The mind earnestly employed in explaining the arcana of nature, or tracing the mazy paths of learning, rises above the little causes that wound the unemployed and vacant mind. When we read of the fall of kingdoms and of empires, of the heroes and sages of antiquity, the preservers of the world, and the destroyers of it, we lose our little selves in the immense survey, and are ready to exclaim, “What then am I, who sorrow for myself?” Or if astronomy unfolds the ample page of the firmament, and teach us to soar where other suns illumine other systems, the expanded mind looks down with contempt on the minute trifles which sometimes disturb its repose; and if human discoveries can thus enlarge the mind, what must our contemplations be when the mind soars beyond them all to realms of brighter glory, led not by the feeble taper of science, but the full beamings of revelation? And here the mind unilluminated by science, may wing its way far beyond her proudest discoveries:

“Knowledge, how vain! a Saviour all unknown.”

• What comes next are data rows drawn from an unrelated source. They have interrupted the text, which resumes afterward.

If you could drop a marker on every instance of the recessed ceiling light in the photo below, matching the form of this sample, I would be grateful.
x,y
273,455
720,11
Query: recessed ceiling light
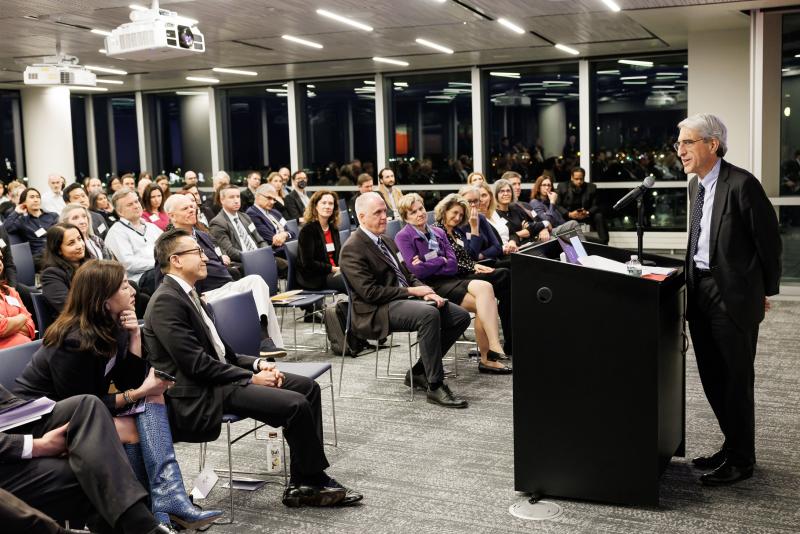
x,y
106,70
202,79
568,50
511,26
435,46
638,63
344,20
390,61
235,71
298,40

Nor are there wanting sources of humble entertainment, sufficient to repress the sickly cravings of imagination, to those on whom science has never poured her intellectual day. The volume of creation is as open to my inspection as to that of the astronomer or virtuoso; and I may read Omnipotence inscribed in as legible characters on every leaf. The page of genius is not confined, and the smile of the muses can fill their lowliest votary with transport. Indeed the finer arts, which polish while they please, are peculiarly adapted to smooth the rugged path of life, and twine its thorns with roses. Creation wears a lovelier bloom when viewed with a contemplative eye. The imagination, refined by the sweet, the powerful influence of poetry, discerns a thousand charms unobserved by a less awakened, or less attentive mind, and feels a rapture never to be fully described!

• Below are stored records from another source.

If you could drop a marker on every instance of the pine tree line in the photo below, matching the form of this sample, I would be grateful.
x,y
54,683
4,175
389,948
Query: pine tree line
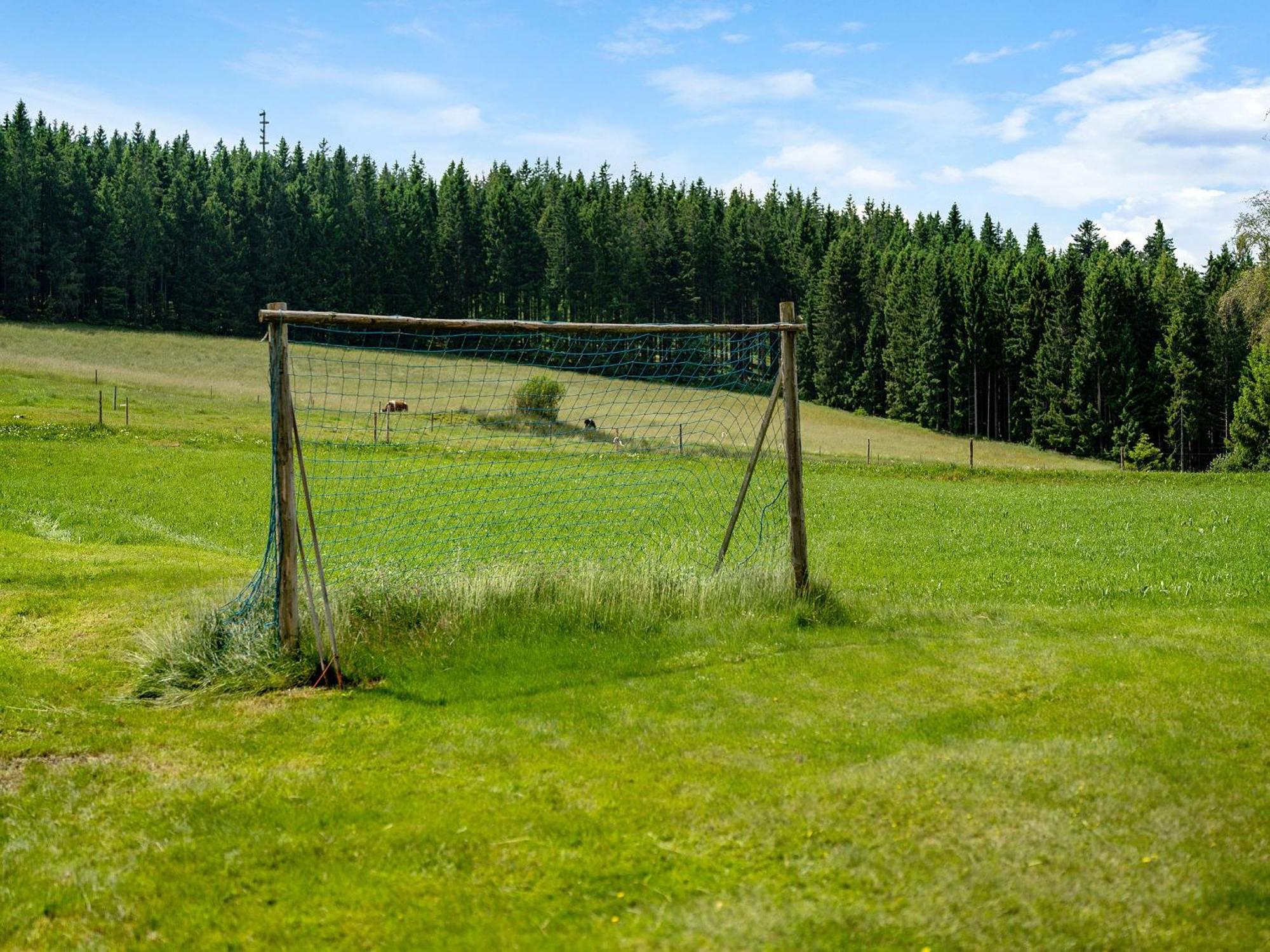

Beauty pencils every vale!

Music breathes in every gale!

Attention to the various pursuits in which we are engaged, is no less the parent of pleasure than of improvement. It is in the vacant unemployed hour that lassitude and discontent shed their poison over the mind; and though the imperfections of mortality forbid us to attempt or even to wish that our minds should be always upon the stretch, yet did we even in our amusements propose to ourselves some end to be attained, we should find the amusements sweetened. By following continually the impulse of the moment, we are often led into error, and still oftener into that lassitude and discontent which unfits us for every labour, and consequently for every pleasure of life; for

Life’s cares are comforts, such by heaven designed,

He that has none must make them or be wretched.

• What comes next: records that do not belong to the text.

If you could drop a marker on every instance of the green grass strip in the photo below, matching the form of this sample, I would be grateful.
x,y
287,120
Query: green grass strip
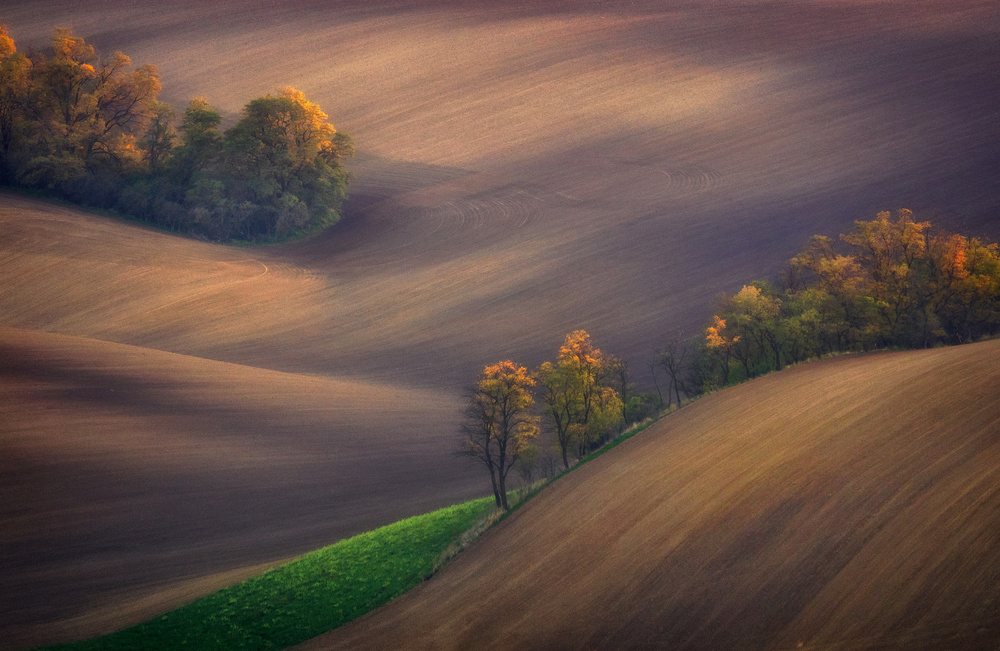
x,y
309,596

Cares are employments, and without employ

The soul is on a rack, the rack of rest,

To souls most adverse, action all their joy.


Text: J. A. Stewart, ed., The Young Woman’s Companion; or, Female Instructor (Oxford, 1814), pp. 753-57 (the section was titled "Miscellaneous Articles"); two MS versions in STE 5/9/viii (dated 27 December 1775), and a partial copy in STE 5/4 (transcribed by Selina Bompas). The 1814 text has numerous substantive and accidental variants from the MS. Whether Mary Steele made these emendations for a revised manuscript copy of the essay prior to her death in 1813, or whether Stewart (or Anne Steele, Mary's half-sister), as editor made the changes is unknown. At one point Steele inserts a quotation from Scott’s Female Advocate, which appeared the year before Steele composed this piece. By 1814, the editor of The Young Woman’s Companion appears to be familiar with Scott’s work, for he does not capitalize or italicize the title of the poem.